# Umsatzsteuervoranmeldung mit Elster



## jo_ha (21. Januar 2008)

Hallo allerseits!

Ich mache monatlich meine UStVA mit Elster. Allerdings mehr schlecht als recht und viel "nach Gefühl". Das hat bislang auch gut funktioniert, aber neuerdings nimmt mein kleines Gewerbe Formen an. Eine Steuererklärung rein nach Gefühl scheint mir auf Dauer keine optimale Lösung zu sein, auch wenn alles bislang gepasst hat und das Finanzamt nie gemuckt hat. Ich überlege auch, eine Ust-ID zu beantragen. 
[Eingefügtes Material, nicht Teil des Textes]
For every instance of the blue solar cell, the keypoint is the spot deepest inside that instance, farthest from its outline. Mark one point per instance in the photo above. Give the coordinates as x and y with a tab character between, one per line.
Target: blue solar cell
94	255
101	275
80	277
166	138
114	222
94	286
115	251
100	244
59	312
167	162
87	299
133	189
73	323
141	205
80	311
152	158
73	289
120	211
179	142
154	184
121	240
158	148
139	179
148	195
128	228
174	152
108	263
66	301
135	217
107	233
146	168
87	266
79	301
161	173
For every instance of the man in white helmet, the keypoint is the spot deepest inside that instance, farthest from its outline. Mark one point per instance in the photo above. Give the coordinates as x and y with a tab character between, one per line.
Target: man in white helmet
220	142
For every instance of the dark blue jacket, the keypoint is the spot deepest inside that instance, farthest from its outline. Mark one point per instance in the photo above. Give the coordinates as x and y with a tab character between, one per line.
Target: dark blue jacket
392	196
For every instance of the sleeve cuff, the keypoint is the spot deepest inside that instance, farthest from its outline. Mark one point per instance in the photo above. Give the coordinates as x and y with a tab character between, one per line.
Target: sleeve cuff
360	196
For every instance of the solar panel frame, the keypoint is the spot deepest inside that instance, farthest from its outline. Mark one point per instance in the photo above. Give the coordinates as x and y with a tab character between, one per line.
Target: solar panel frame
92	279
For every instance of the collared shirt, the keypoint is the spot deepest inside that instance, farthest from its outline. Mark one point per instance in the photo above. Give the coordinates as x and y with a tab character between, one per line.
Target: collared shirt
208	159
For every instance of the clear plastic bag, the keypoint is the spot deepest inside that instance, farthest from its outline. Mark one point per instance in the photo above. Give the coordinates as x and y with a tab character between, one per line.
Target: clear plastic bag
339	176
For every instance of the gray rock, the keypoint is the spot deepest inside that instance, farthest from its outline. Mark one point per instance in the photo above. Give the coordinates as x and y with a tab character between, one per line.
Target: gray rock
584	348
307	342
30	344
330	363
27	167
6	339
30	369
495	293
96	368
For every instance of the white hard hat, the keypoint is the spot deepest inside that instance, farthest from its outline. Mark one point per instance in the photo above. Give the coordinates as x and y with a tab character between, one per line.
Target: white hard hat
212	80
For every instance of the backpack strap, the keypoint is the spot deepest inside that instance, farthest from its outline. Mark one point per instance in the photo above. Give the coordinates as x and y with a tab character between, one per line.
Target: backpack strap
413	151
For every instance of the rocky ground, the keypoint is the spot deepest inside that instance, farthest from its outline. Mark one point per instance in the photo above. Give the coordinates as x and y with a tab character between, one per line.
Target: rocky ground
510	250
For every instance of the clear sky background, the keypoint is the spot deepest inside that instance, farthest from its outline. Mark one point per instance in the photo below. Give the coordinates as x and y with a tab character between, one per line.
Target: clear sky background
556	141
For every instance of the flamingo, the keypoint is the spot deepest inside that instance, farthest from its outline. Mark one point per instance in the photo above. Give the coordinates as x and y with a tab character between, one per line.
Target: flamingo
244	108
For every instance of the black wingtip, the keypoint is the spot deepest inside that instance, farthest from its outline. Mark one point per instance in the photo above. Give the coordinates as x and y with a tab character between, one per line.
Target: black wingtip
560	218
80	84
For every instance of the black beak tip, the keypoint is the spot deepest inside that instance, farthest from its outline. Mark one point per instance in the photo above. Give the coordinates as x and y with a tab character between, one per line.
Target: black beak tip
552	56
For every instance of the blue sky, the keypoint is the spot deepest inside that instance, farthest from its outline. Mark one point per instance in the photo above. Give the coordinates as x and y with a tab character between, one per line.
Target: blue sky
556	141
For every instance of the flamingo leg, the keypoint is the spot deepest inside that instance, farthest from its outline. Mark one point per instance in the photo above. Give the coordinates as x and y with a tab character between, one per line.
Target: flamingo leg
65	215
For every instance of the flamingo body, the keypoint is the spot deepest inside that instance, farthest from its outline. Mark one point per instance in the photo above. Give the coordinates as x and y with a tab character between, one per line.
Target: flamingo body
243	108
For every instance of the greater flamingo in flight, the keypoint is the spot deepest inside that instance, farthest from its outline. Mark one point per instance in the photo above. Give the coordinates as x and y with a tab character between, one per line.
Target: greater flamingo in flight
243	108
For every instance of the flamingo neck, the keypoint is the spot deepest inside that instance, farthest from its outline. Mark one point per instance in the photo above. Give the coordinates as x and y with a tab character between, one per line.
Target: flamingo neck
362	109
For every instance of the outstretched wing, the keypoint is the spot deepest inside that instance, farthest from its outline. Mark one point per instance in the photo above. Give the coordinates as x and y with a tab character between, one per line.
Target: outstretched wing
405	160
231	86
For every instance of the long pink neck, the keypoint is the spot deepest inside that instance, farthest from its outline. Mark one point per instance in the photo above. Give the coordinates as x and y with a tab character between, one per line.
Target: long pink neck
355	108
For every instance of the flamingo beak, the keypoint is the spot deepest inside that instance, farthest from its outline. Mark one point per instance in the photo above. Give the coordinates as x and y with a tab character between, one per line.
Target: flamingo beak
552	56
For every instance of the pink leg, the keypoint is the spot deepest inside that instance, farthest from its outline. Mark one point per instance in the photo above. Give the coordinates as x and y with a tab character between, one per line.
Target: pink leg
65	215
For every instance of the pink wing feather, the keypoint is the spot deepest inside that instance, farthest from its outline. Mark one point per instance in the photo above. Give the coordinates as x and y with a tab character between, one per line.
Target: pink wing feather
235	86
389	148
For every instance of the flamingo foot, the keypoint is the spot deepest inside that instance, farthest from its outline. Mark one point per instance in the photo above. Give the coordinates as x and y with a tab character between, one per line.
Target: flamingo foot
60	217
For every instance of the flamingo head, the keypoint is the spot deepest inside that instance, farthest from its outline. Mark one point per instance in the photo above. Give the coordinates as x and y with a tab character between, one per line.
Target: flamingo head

Meine Frage: Kennt jemand eine ausführliche Schritt-für-Schritt-Anleitung, gute Literatur zum Thema oder einen leicht verständlichen Leitfaden zur Erstellung einer Umsatzsteuer-Erklärung? Hab schon gesucht, aber die Rezensionen bringen mich nicht wirklich weiter und bevor ich mit teure Steuer-Software zulege, wollte ich mir hier mal ein paar Tipps einholen. 
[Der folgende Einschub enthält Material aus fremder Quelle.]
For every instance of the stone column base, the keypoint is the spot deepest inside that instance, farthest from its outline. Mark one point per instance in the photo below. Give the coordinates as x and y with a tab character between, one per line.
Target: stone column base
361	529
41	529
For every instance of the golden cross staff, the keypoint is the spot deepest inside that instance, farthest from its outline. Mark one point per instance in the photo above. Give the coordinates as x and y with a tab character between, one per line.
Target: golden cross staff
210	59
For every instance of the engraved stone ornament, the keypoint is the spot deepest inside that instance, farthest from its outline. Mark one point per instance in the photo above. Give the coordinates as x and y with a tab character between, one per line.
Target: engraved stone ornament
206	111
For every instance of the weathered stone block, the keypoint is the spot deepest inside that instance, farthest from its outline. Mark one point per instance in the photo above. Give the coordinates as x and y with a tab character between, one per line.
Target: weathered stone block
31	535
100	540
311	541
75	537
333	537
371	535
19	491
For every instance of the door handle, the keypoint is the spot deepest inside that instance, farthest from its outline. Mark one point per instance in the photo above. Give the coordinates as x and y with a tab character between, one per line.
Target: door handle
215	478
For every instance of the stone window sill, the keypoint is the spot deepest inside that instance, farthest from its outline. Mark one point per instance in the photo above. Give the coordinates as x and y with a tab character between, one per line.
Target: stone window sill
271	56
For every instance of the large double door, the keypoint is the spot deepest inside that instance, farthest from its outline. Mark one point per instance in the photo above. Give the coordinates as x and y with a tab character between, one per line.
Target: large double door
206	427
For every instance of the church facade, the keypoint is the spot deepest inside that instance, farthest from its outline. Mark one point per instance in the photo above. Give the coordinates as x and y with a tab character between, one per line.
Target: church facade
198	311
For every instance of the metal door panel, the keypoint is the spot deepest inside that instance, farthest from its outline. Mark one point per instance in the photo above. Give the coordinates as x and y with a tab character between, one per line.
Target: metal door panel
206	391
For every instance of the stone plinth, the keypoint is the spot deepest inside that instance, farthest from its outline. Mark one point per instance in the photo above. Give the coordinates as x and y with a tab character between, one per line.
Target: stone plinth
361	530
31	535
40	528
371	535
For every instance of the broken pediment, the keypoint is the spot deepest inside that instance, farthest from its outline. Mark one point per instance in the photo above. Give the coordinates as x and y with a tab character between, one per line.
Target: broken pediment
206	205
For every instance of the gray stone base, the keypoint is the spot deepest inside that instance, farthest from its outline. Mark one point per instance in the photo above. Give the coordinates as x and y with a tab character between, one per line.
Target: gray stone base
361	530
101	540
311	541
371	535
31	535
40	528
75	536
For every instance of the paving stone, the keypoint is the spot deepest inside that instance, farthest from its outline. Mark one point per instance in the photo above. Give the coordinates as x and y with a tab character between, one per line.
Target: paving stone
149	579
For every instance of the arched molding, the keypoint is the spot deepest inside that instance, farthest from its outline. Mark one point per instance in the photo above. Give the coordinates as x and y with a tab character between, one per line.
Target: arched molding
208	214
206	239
Super wäre, wenn einem erklärt wird:
- wie man die Umsatzsteuer-Erklärung macht
- was man alles absetzen kann
- wie man was genau in seinen Rechnungen besteuert
- wie man größere Anschaffungen abschreibt
- Tipps, Tripps, Fallstricke
- eventuell noch eine Anleitung zur korrekten Buchführung

Vielen Dank für Eure Vorschläge


----------



## vfl_freak (12. Februar 2008)

Hallo ja_ha,
in der UStVA werden nur die summierten Einnahmen und Ausgaben sowie die entsprechenden USt.- resp. VSt.-Beträge angegeben sowie die daraus resultierende Steuerschuld bzw. ggf. das Steuerguthaben! Absetzen kannst Du in dem Sinne gar nichts!
Am Jahresende macht dann Dein Steuerberater eine USt-Jahreserklärung !!

Von jedem Erlös in Deinen Ausgangsrechnungen mußt Du den gesetzlichen USt.-Satz (derzeit also 19%) abziehen!!
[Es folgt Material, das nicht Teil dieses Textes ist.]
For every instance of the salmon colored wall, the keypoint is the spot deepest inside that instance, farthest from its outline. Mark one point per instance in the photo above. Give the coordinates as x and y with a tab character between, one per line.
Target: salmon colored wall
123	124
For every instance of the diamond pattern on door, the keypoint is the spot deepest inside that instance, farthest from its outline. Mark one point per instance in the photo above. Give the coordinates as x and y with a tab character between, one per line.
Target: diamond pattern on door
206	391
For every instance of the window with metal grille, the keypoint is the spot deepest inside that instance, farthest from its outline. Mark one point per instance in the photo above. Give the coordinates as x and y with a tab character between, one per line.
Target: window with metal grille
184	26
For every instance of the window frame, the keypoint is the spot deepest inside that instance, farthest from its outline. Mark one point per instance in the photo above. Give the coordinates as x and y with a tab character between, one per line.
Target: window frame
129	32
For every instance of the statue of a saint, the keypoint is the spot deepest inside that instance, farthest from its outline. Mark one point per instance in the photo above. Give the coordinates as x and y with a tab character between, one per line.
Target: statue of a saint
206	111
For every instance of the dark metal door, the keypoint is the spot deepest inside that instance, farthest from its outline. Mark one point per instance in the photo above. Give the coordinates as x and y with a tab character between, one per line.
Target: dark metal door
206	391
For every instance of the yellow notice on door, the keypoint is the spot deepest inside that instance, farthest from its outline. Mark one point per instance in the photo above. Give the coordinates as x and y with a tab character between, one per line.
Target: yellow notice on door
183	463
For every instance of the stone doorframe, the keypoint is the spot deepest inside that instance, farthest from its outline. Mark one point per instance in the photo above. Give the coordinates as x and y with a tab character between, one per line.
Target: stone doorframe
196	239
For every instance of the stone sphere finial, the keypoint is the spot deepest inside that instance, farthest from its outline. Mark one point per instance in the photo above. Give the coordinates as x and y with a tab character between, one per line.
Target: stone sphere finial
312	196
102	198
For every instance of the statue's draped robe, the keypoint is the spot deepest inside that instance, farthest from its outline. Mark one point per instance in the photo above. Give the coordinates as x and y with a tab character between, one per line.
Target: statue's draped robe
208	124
Ich kann Dir nur empfehlen, Dich mal mit Buchhaltungsprogrammen wie KHK oder Lexware zu beschäftigen. Lexware bietet zu allen Versionen kostenlose Demos an, mit denen man sich sehr ghut in die entprechende Materie einarbeiten kann!!

Alles weitere zu einer 'korrekten Buchführung' würde hier sicher bei weitem den Rahmen sprengen! Es gibt hierzu auch genügend umfassende Literatur oder sprich mit Deinem Steuerberater!! Es hängt ja auch vieles von den konkreten Gegebenheiten der Firma ab!

Gruß
Klaus


----------